Controle continu intégral
Le principal « ajustement proposé » concerne le contrôle continu au bac. JM Blanquer ne modifie pas sa part dans le calcul des points du bac. Cela reste 40% de la note totale. Mais pour ces 40% il passe à un contrôle continu intégral. Finies les épreuves communes (E3C) qui obligeaient le ministère à proposer des banques de sujets et les établissements à organiser de mini examens avec des jurys, des convocations etc.
Dans les disciplines du tronc commun qui ne font pas l’objet d’épreuves terminales (une complication nouvelle !), c’est à dire en langues vivantes, histoire-géo, EPS, enseignement scientifique en général, maths en technologie et enseignement de spécialité abandonné en terminale, « les évaluations communes sont supprimées au profit d’un contrôle continu plus souple ». La note sera basée sur la moyenne générale issue des moyennes annuelle des bulletins scolaires. Chaque discipline aura un coefficient 6 (3 pour la première et 3 pour la terminale) sauf l’enseignement de spécialité abandonné qui aura un coeff 8 et le bloc histoire-géo EMC qui monte lui aussi à 8 car l’EMC sera évaluée avec un coeff 2.
« La répartition des disciplines évaluées serait ainsi clarifiée et les modalités de calcul général simplifiées », explique le ministère. En réalité cela va devenir plus complexe pour les élèves de savoir pourquoi telle discipline est au controle continu dans le socle commun et pas telle autre. Surtout la course à la note, avec des évaluations qui comptent pour le bac et parcoursup dès le début de la 1ère est maintenue. C’est elle qui empêche le travail de fond avec les élèves pour les préparer au supérieur, tellement le bachotage pèse.
Retour des options
Second point important de cette réforme, JM Blanquer rétablit les enseignements optionnels dans le calcul de la note du bac. Seules les langues anciennes étaient prises en compte jusque là. Tous les enseignements optionnels seront évalués en controle continu avec un coefficient 4 si l’option a été suivie deux ans et coefficient 2 pour la seule terminale. Jusque là on calculait des points au dessus de 10. Ce n’est plus le cas. La totalité des options ne peut dépasser 14 coefficient.
Troisième point : le ministre propose de revoir les programmes des spécialités « pour mieux s’adapter à la progression des élèves ». Le calendrier des épreuves restera inchangé, notamment les épreuves de spécialité de terminale au printemps.
Le ministre annonce un calendrier avec une phase transitoire pour 2022 et une application totale en 2023. En 2022 seraient appliqués l’évaluation des options; celui de l’EMC et la non prise en charge des enseignements faisant l’objet d’une épreuve finale dans le calcul de la note de controle continu.

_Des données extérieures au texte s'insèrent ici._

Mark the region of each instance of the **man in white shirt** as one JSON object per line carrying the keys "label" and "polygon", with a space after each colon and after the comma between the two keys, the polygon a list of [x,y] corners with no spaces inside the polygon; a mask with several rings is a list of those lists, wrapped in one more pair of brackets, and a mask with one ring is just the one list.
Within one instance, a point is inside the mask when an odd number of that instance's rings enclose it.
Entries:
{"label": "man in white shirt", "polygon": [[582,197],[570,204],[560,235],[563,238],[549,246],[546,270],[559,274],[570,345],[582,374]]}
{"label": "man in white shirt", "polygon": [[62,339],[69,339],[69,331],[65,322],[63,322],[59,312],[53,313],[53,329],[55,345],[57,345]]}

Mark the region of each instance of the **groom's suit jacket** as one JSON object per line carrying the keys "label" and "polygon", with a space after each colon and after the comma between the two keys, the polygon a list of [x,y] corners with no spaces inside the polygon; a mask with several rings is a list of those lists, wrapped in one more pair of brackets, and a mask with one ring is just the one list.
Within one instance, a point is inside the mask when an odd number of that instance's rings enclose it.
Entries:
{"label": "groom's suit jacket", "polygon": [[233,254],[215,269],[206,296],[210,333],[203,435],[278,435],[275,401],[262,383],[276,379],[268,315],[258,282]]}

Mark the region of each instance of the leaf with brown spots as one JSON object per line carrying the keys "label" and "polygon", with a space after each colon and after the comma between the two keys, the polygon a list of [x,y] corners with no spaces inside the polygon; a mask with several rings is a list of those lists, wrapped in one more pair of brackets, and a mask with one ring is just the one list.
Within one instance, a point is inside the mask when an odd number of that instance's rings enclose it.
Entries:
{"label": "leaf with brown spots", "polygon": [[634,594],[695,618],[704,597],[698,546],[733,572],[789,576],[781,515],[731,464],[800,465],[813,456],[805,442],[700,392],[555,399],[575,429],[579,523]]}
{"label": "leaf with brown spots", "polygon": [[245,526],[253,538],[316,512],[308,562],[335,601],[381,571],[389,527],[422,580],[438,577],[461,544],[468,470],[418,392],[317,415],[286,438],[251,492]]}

Le ministère ne le dit pas mais on voit mal la passage au controle continu intégral attendre 2023 alors qu’il est très attendu par les chefs d’établissement.
La crise sanitaire utilisée pour faire passer la mesure
Pour le ministère « le nouveau baccalauréat gagnerait en lisibilité, en simplicité et en robustesse… Il pourrait ainsi davantage préparer les élèves aux exigences de l’enseignement supérieur ».
En adoptant le controle continu intégral, le ministère satisfait à la fois les conceptions du ministre et la demande du Snpden Unsa, le principal syndicat de personnels de direction. Ce sont les proviseurs qui ont eu à gérer les E3C puis les épreuves communes qui ont été aussi l’occasion de nombreux incidents. Le 16 juin devant le Sénat, B Bobkiewicz, secrétaire général du Snpden donnait la vraie raison de cette révolution dans le bac : » C’est un sujet qui peut maintenant passer… C’est un message qui peut être accepté par les enseignants. C’est l’occasion de transformer l’essai ». Syndicat et ministère saisissent l’occasion fournie par la crise sanitaire.
L’offre de spécialités sera réduite
Cette réforme aura pourtant des conséquences et certaines vont concerner très vite les personnels de direction.
La première va être la réduction de l’offre de spécialités dans les établissements. A partir du moment où les options reviennent il faut les financer. P Mathiot a été très clair sur ce point le 16 juin. « On était arrivé à un grand nombre de triplettes. Si un lycée va vers 20 triplettes proposées c’est pas mal… Si dans un lycée on réduit l’offre de triplettes on reste dans l’esprit de la réforme et on regagne des moyens sur la DHG à condition que les professeurs acceptent de modifier leur emploi du temps ». ET B Bobkiewicz avait donné son feu vert : « Si chaque établissement n’a pas toutes les spécialités ce n’est pas très grave ». Pourtant cela risque d’être mal pris sur le terrain.
Un bac local
La seconde c’est bien sur la perte du caractère national de l’examen. Au lieu des mini examens nationaux des E3C on a une note propre au lycée , même si le ministère promet un « guide d’évaluation » élaboré par l’Inspection générale et le maintien de la banque de sujets. Le bac devient un diplôme d’établissement. Il est vrai qu’il n’est plus utilisé pour l’orientation via Parcoursup. Mais la mise en place du controle continu intégral justifie après coup la pratique de Parcoursup de sélectionner les étudiants selon leur établissement d’origine. Il n’y a plus d’examen national anonyme où chacun a sa chance. C’est en fonction de la résidence de ses parents et de l’accès aux établissements de centre ville, autrement dit de son appartenance sociale, que les portes du supérieur s’ouvrent.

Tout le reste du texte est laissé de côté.